Takiego przyjęcia jak
"Duże zwierzę" nie miał żaden polski film od czasu
Krzysztofa Kieślowskiego - czytamy w "Gazecie Wyborczej".
Nowy Jork to miasto zamieszkane przez setki tysięcy odmieńców. Często za jedynego kompana mają psa, kota czy inne zwierzątko domowe. Może dlatego nowojorscy recenzenci po prostu oszaleli na punkcie
"Dużego zwierzęcia", filmu
Jerzego Stuhra, który w piątek miał amerykańską premierę w kinie studyjnym na Manhattanie. Pochwalne recenzje zamieściły wszystkie najważniejsze nowojorskie dzienniki i tygodniki z "New York Timesem" na czele.
"Duże zwierzę" pokazano wczoraj na otwarcie retrospektywy filmów wyreżyserowanych przez
Jerzego Stuhra w Filmotece (Anthology Film Archives), jednym z czterech najlepszych kin studyjnych na Manhattanie. "

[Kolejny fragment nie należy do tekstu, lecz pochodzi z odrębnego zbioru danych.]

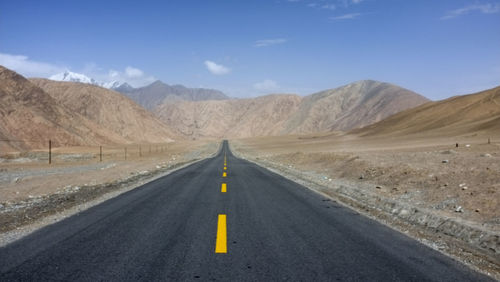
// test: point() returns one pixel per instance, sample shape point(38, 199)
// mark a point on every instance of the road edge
point(123, 186)
point(447, 244)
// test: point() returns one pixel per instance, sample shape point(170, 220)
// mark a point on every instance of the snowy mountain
point(78, 77)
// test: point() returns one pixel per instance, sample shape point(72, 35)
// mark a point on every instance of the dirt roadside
point(35, 196)
point(446, 197)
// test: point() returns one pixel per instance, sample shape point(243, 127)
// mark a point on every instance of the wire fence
point(22, 151)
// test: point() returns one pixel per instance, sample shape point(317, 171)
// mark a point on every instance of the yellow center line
point(221, 241)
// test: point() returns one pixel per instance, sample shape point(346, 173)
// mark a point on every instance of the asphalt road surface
point(188, 225)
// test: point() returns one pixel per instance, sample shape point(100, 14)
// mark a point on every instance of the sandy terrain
point(31, 190)
point(425, 181)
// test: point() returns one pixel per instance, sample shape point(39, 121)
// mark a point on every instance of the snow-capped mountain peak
point(78, 77)
point(73, 77)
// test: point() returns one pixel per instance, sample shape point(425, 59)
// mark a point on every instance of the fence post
point(50, 151)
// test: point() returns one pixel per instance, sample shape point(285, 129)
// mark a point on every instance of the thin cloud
point(29, 68)
point(350, 16)
point(329, 7)
point(482, 8)
point(216, 69)
point(269, 42)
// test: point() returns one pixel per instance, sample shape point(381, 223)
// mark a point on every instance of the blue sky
point(437, 48)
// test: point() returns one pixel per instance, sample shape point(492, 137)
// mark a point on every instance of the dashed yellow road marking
point(221, 241)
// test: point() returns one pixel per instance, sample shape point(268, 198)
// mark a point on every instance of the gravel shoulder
point(451, 206)
point(33, 196)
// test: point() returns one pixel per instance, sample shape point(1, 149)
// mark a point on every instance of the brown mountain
point(229, 118)
point(351, 106)
point(109, 109)
point(30, 117)
point(467, 114)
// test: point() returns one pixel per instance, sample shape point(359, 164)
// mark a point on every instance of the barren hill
point(158, 92)
point(344, 108)
point(30, 117)
point(109, 109)
point(351, 106)
point(467, 114)
point(229, 118)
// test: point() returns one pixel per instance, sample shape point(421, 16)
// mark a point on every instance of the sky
point(437, 48)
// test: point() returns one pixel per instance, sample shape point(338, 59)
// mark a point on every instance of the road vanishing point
point(223, 219)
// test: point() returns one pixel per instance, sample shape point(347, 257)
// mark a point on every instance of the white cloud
point(113, 73)
point(29, 68)
point(329, 7)
point(266, 85)
point(346, 16)
point(216, 69)
point(482, 8)
point(269, 42)
point(133, 72)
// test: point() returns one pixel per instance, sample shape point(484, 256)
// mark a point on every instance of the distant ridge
point(157, 93)
point(467, 114)
point(69, 76)
point(109, 109)
point(351, 106)
point(344, 108)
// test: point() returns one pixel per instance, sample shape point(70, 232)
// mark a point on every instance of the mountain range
point(471, 114)
point(70, 114)
point(150, 95)
point(344, 108)
point(157, 93)
point(69, 76)
point(74, 113)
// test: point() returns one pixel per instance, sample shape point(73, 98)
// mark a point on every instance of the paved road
point(173, 229)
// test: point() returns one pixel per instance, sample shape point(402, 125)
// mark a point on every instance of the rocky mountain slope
point(109, 109)
point(70, 76)
point(467, 114)
point(157, 93)
point(351, 106)
point(30, 117)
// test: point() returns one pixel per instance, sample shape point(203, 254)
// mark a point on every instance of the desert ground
point(417, 180)
point(31, 189)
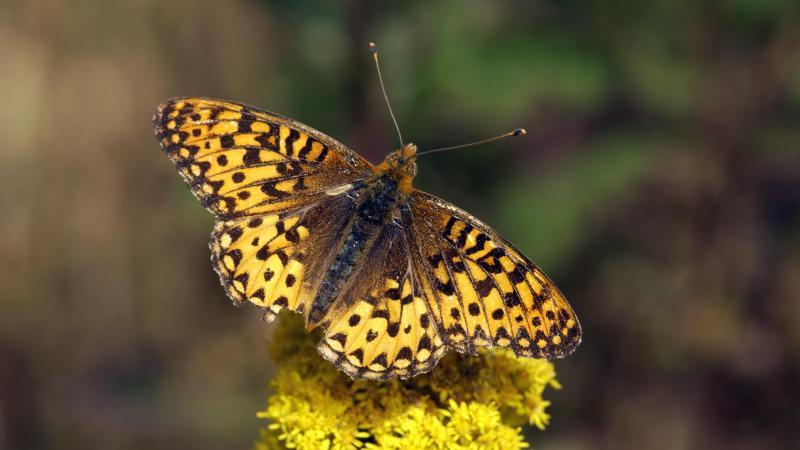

'Duże zwierzę' to skromny, ale niesłychanie czarujący przypis do twórczości
Kieślowskiego, wielkiego mistrza polskiego kina" - napisał A.O. Scott, recenzent "New York Timesa". "Ten film to łagodna oda do nonkonformizmu" - piał z zachwytu Darren S'Addario, krytyk "Time Out New York". Z kolei recenzentowi "New York Post" film kojarzył się z onirycznymi wizjami
Felliniego. "Ta przypowieść o totalitarnej biurokracji i lęku społeczeństwa przed innością to rozkoszna satyra, a nie łopatologia" - napisał magazyn "New York".
Film
Jerzy Sturh został zakupiony do powszechnego rozpowszechniania i zostanie pokazany w kinach studyjnych w całych Stanach Zjednoczonych.